Chaque entreprise adapte les modèles à ses données, son métier, son rythme. L’IA n’est plus une option, elle devient un levier structurel.
Souveraineté, sécurité, confiance
La question de la souveraineté est centrale en Europe. OpenAI répond avec transparence : aucune donnée client entreprise n’est utilisée pour entraîner les modèles. Des options de « zero data retention » existent pour les API. La sécurité est conforme aux standards les plus exigeants, permettant de collaborer avec des acteurs sensibles comme Sanofi ou BBVA.
Côté sécurité des modèles, OpenAI évalue rigoureusement la robustesse et les risques. GPT-4o, le modèle récemment lancé, est le premier à passer un nouveau standard de sécurité. L’approche agentique s’accompagne donc de garde-fous techniques, contractuels et éthiques.
IA économe : vers une sobriété algorithmique
Face aux enjeux environnementaux, OpenAI intègre une stratégie d’efficacité énergétique. Les modèles Mini et Nano consomment moins de ressources. Des systèmes de routage automatique choisissent le modèle optimal selon la complexité de la requête, évitant de mobiliser un LLM surdimensionné pour une tâche simple.
GPT-4o par exemple permet un raisonnement complexe avec une empreinte réduite. Objectif : allier puissance, performance, et frugalité.
L’impact sur les développeurs
Les développeurs sont les premiers utilisateurs, les premiers intégrateurs, les premiers ambassadeurs. OpenAI investit dans des outils adaptés à leurs attentes (via l’Agent SDK, l’API Responsive) et dans la pédagogie. L’objectif est clair : rendre la création d’agents accessible, même sans expertise deep learning.
OpenAI mise aussi sur la diversité. Katia Gilles-Gouzman souligne le besoin d’attirer davantage de femmes dans l’IA. L’IA low-code, les environnements simplifiés et la pédagogie visuelle sont des leviers prometteurs pour démocratiser l’accès au code, dès l’enfance.

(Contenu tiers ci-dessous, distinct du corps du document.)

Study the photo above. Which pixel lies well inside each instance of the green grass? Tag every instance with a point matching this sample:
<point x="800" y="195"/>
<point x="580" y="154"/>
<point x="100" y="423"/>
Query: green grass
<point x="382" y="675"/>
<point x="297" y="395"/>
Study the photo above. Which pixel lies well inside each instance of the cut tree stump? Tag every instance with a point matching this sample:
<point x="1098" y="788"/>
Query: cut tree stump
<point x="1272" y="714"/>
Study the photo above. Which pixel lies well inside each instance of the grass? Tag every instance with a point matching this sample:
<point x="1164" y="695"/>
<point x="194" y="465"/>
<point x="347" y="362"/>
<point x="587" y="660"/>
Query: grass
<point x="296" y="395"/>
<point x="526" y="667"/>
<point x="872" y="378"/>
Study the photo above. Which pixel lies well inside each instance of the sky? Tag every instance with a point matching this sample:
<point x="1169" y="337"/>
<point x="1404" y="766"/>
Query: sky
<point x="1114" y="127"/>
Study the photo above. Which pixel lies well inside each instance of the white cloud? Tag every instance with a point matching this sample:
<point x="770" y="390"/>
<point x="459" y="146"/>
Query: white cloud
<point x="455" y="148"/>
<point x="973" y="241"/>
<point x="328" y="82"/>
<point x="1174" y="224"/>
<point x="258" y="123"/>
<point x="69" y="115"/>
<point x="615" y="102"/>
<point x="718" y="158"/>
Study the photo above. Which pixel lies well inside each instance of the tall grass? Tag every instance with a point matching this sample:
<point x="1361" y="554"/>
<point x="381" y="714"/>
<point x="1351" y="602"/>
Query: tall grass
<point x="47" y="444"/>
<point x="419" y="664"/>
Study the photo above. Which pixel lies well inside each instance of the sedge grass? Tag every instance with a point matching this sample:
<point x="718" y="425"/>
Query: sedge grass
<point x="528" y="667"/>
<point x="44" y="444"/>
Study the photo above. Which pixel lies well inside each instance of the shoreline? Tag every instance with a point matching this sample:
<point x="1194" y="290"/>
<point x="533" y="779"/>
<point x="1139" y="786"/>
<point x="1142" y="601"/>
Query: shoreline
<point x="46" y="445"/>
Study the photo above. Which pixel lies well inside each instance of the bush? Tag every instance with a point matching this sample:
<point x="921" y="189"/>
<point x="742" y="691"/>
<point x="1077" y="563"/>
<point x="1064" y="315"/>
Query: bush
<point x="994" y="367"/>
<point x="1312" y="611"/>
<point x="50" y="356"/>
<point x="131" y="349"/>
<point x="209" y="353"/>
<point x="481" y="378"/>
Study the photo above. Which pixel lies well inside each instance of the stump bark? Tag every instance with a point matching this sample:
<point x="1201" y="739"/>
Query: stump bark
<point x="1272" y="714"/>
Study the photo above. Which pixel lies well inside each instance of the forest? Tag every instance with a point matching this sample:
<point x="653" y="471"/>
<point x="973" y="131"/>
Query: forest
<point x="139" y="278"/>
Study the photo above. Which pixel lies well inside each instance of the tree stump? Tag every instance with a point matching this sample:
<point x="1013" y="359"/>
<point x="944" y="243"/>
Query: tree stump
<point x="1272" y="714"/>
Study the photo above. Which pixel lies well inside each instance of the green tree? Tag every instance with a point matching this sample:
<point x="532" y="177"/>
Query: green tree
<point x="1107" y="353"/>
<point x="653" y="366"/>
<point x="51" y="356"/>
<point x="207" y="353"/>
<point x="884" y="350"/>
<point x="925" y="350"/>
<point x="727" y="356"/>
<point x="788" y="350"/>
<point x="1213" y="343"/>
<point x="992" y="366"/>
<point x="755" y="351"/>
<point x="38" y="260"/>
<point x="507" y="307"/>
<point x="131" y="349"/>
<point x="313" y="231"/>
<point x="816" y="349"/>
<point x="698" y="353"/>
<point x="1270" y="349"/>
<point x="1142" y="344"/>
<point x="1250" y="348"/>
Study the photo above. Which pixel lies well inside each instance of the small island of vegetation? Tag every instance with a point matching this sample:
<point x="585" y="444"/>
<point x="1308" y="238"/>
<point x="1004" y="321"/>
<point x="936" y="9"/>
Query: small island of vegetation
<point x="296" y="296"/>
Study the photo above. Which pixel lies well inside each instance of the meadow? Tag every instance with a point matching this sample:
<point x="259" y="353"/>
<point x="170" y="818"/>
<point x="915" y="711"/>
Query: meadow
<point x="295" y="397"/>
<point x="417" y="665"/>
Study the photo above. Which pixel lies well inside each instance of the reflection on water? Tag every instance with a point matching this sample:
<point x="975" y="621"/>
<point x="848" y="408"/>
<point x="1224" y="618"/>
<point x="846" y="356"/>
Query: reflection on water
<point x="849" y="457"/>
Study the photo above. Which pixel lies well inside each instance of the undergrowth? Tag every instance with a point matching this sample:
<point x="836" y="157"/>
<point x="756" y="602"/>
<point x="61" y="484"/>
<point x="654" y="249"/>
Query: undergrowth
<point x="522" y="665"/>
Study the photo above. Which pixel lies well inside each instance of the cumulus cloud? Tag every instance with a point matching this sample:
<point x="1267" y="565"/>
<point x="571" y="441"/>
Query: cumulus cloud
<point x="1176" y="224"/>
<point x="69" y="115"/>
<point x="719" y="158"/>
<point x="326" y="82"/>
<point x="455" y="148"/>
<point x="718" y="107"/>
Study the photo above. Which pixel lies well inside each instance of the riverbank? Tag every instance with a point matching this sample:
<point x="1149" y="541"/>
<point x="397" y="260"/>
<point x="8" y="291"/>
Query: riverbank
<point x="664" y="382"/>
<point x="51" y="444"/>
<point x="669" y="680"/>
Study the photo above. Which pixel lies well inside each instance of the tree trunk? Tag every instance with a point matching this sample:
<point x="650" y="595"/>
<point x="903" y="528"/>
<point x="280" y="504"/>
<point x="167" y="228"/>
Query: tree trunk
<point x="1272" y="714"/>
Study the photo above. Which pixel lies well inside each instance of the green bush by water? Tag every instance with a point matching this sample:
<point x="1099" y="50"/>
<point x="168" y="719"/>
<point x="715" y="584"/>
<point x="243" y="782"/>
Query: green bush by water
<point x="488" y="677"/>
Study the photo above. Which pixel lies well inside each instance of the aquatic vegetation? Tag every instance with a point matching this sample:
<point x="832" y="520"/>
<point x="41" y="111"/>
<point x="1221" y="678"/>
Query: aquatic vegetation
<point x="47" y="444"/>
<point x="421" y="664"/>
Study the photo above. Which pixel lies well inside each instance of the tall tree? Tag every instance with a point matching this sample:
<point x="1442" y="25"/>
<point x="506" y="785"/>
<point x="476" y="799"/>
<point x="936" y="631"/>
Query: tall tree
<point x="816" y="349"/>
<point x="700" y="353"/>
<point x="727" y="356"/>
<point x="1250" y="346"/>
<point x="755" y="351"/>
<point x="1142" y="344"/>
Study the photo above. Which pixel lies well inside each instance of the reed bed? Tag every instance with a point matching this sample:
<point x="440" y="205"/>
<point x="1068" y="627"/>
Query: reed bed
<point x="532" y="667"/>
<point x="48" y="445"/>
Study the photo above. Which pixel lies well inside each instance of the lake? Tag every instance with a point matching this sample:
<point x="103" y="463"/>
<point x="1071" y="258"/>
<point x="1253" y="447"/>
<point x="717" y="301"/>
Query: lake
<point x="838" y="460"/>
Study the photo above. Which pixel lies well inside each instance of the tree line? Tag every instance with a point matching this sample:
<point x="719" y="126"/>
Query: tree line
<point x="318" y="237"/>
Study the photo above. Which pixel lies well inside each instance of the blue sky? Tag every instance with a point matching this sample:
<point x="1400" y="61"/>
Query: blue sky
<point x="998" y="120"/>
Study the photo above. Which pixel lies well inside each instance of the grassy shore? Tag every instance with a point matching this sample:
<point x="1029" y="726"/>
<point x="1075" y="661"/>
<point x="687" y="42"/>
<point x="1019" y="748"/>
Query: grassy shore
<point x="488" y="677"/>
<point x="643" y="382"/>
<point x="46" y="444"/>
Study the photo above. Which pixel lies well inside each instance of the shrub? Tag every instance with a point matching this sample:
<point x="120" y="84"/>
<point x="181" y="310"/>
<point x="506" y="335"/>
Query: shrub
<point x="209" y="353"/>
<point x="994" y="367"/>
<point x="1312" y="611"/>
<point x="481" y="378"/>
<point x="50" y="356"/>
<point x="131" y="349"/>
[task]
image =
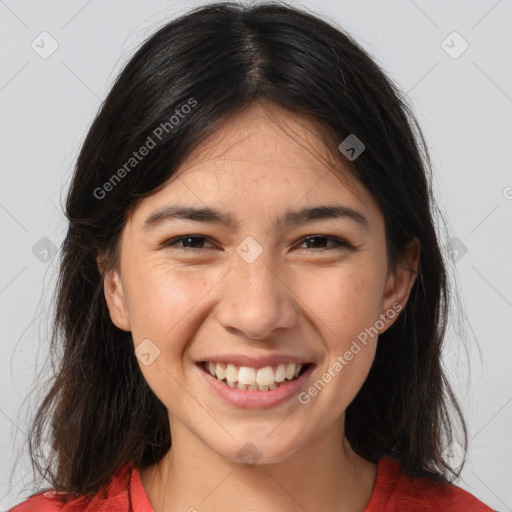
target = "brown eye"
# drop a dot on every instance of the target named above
(319, 242)
(188, 241)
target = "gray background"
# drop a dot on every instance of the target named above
(464, 105)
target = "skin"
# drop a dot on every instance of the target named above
(292, 299)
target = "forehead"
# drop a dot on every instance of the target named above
(262, 159)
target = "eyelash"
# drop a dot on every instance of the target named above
(339, 242)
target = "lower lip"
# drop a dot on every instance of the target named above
(257, 399)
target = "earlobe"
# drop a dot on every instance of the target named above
(115, 299)
(399, 283)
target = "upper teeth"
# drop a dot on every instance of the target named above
(245, 375)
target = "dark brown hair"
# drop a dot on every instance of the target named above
(219, 59)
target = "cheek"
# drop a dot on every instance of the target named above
(343, 302)
(162, 300)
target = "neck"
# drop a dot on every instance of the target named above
(325, 475)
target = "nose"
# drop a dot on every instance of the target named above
(256, 299)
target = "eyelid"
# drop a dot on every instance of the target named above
(340, 242)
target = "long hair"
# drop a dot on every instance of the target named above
(187, 79)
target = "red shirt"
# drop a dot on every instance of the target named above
(393, 492)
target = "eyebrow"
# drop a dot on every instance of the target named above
(290, 218)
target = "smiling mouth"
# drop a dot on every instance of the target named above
(254, 379)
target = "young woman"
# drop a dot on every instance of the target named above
(252, 297)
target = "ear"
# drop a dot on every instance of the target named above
(114, 297)
(399, 283)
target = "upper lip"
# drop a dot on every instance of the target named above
(255, 361)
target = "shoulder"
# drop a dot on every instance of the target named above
(49, 501)
(114, 496)
(394, 490)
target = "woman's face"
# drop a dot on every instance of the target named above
(268, 285)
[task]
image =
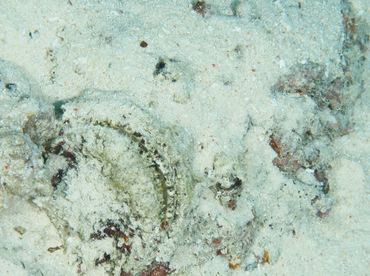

Une IA dialogique, contextuelle, utile
À travers ses agents, OpenAI ne cherche pas à remplacer l’humain, mais à l’assister. C’est une IA orientée usages, adaptative, explicable, centrée sur le contexte. Avec GPT-4o, la capacité à « raisonner à voix haute » (chain-of-thought) permet d’éclairer la logique du modèle. Cela améliore la confiance, tout en facilitant la détection d’ambiguïtés. À l’avenir, les agents pourront même signaler une mauvaise formulation d’un prompt ou poser des questions clarificatrices avant d’agir.
Coopération public-privé
L’IA progresse aussi grâce à des alliances institutionnelles. OpenAI collabore avec des organismes de recherche comme l’EHESS, le Max Planck Institute ou l’ESCP Business School. Le dialogue académique reste fondamental pour poser les bases méthodologiques, éthiques et sociales d’une IA européenne. Les entreprises y trouvent un socle de légitimité.
Un tournant technologique et stratégique
Ce que la conférence a mis en lumière, c’est la convergence entre maturité technologique et alignement stratégique. L’Europe, souvent prudente, entre dans une phase plus active. L’agent n’est plus un concept de laboratoire : il s’intègre dans des CRM, des plateformes e-commerce, des solutions RH, des interfaces culturelles. Le modèle économique suit.
Ce changement de paradigme requiert aussi une nouvelle gouvernance de la donnée, une montée en compétences, une réflexion continue sur l’usage.